With her career spanning more than two decades and dozens of conflict zones, Nutt’s international work has benefited hundreds of thousands of war-affected children globally.
Miriam Toews will receive an honorary Doctor of Laws degree during the 3 p.m., June 14, session of Convocation.
Toews is a Canadian writer who grew up in the Mennonite town of Steinbach, Manitoba, and draws heavily on her western Canada roots in much of her writing. She published her first novel, Summer of My Amazing Luck, in 1996 and has gone on to write such highly acclaimed work as A Complicated Kindness, and All My Puny Sorrows.
Toews has won a number of literary prizes, including the Governor General’s Award for Fiction and the Writers’ Trust Engel/Findley Award for body of work.
Joe Schwarcz will receive an honorary Doctor of Laws degree during the 10 a.m., Thursday, June 16, session of Convocation.
Dr. Schwarcz is director of McGill University’s Office for Science and Society. He is well known for his informative and entertaining public lectures on topics ranging from the chemistry of love to the science of aging.
Schwarcz hosts The Dr. Joe Show on talk radio in Montreal and has appeared hundreds of times on the Discovery Channel, CTV, CBC, TV Ontario and Global Television. He also writes the newspaper column The Right Chemistry, and is the author of more than a dozen popular science books, including his latest, released in 2015: Monkeys, Myths and Molecules.
Lynton (Red) Wilson will receive an honorary Doctor of Laws degree during the 3 p.m., Thursday, June 16, session of Convocation.
Wilson is chair of the Wilson Foundation; retired chair and president of BCE Inc.; and chancellor emeritus of McMaster University.
After a career in diplomacy and public service at the federal and provincial levels, he set out on a corporate career that included executive stints with Redpath Industries, the Bank of Nova Scotia and Nortel Networks as well as BCE, Canada’s largest communications company.
Wilson now serves as chair of the Mercedes-Benz Canadian Advisory Council and as chancellor of the Canadian Business Hall of Fame. A founding co-chair of the Historica Foundation of Canada, he is a director of Historica Canada.
Mark Awuku will receive an honorary Doctor of Laws degree during the 10 a.m., Friday, June 17, session of Convocation.

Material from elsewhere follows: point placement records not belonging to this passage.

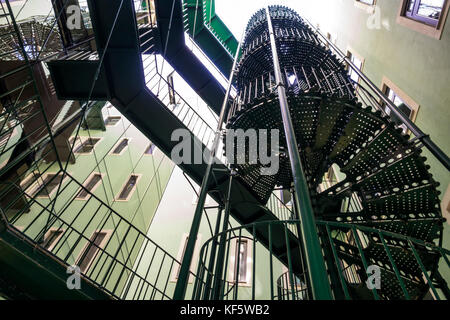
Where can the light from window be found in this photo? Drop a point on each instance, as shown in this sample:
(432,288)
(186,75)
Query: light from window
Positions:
(90,252)
(87,146)
(182,256)
(369,2)
(128,188)
(121,146)
(426,11)
(91,184)
(358,63)
(112,120)
(150,149)
(241,257)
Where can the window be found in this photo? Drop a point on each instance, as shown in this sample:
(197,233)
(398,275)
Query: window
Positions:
(426,11)
(445,205)
(86,146)
(402,101)
(358,61)
(96,242)
(181,251)
(240,253)
(365,2)
(120,146)
(41,186)
(112,121)
(286,198)
(92,182)
(128,188)
(149,149)
(172,97)
(52,237)
(424,16)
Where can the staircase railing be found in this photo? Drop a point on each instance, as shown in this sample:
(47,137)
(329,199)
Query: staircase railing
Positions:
(126,264)
(351,249)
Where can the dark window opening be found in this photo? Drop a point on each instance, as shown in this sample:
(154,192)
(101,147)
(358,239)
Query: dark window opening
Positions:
(52,238)
(150,149)
(87,146)
(426,11)
(89,253)
(128,188)
(401,105)
(48,185)
(241,257)
(112,120)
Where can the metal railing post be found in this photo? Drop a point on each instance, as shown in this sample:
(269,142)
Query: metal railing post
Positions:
(313,252)
(180,289)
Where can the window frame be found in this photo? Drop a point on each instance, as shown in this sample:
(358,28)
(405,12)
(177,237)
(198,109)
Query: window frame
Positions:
(421,27)
(180,256)
(354,53)
(233,262)
(86,181)
(414,106)
(79,143)
(112,125)
(132,191)
(86,245)
(445,204)
(33,187)
(111,153)
(149,146)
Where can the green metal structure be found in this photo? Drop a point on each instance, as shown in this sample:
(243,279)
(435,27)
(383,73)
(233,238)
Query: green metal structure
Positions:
(385,214)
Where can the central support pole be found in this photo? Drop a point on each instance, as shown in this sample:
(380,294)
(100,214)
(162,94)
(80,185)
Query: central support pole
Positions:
(314,257)
(180,289)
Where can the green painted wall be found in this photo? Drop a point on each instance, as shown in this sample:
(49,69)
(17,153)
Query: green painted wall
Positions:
(77,217)
(416,63)
(173,219)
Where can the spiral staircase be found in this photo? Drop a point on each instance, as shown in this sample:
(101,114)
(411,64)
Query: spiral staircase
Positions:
(384,213)
(387,185)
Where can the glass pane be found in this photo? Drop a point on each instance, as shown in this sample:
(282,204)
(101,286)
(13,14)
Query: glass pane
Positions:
(90,185)
(48,186)
(431,8)
(131,183)
(122,145)
(51,238)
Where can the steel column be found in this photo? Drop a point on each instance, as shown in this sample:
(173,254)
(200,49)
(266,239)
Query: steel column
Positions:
(314,258)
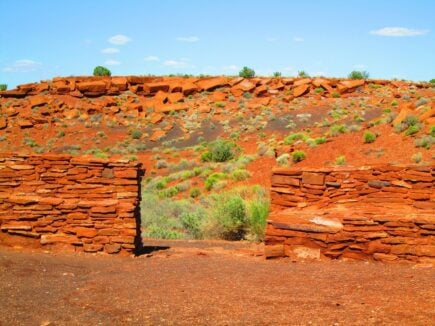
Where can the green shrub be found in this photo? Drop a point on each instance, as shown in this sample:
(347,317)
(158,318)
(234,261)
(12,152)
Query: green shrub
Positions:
(258,212)
(369,137)
(161,164)
(232,218)
(413,129)
(417,157)
(212,179)
(340,160)
(320,140)
(298,156)
(247,72)
(169,192)
(191,222)
(183,186)
(157,232)
(335,130)
(136,134)
(220,150)
(290,139)
(240,174)
(426,141)
(411,120)
(358,75)
(283,159)
(101,71)
(161,184)
(195,192)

Dr. Awuku, currently an associate professor of pediatrics at the Schulich School of Medicine & Dentistry at Western University, is well-known locally for his six-year term as chief of pediatrics at Windsor Regional Hospital. He recently completed a four-year term as assistant dean for faculty and intergovernmental affairs with Schulich School of Medicine & Dentistry, Windsor Campus.
His passion for teaching has won him numerous awards; other recognition includes the 2008 Ontario Medical Association Student Advocate Award and the 2011 Windsor Essex County Chamber of Commerce Business Professional of the Year Award.
Maude Barlow will receive an honorary Doctor of Laws degree during the 3 p.m., Friday, June 17, session of Convocation.
Barlow is national chair of the Council of Canadians and chairs the board of Washington-based Food and Water Watch. She serves on the executive of the Global Alliance for the Rights of Nature and is a councillor with the World Future Council.
In 2008-09, she served as senior advisor on water to the president of the United Nations General Assembly and was a leader in the campaign to have water recognized as a human right by the UN. She is also the author of dozens of reports as well as 17 books, including her latest, Blue Future: Protecting Water for People and the Planet Forever.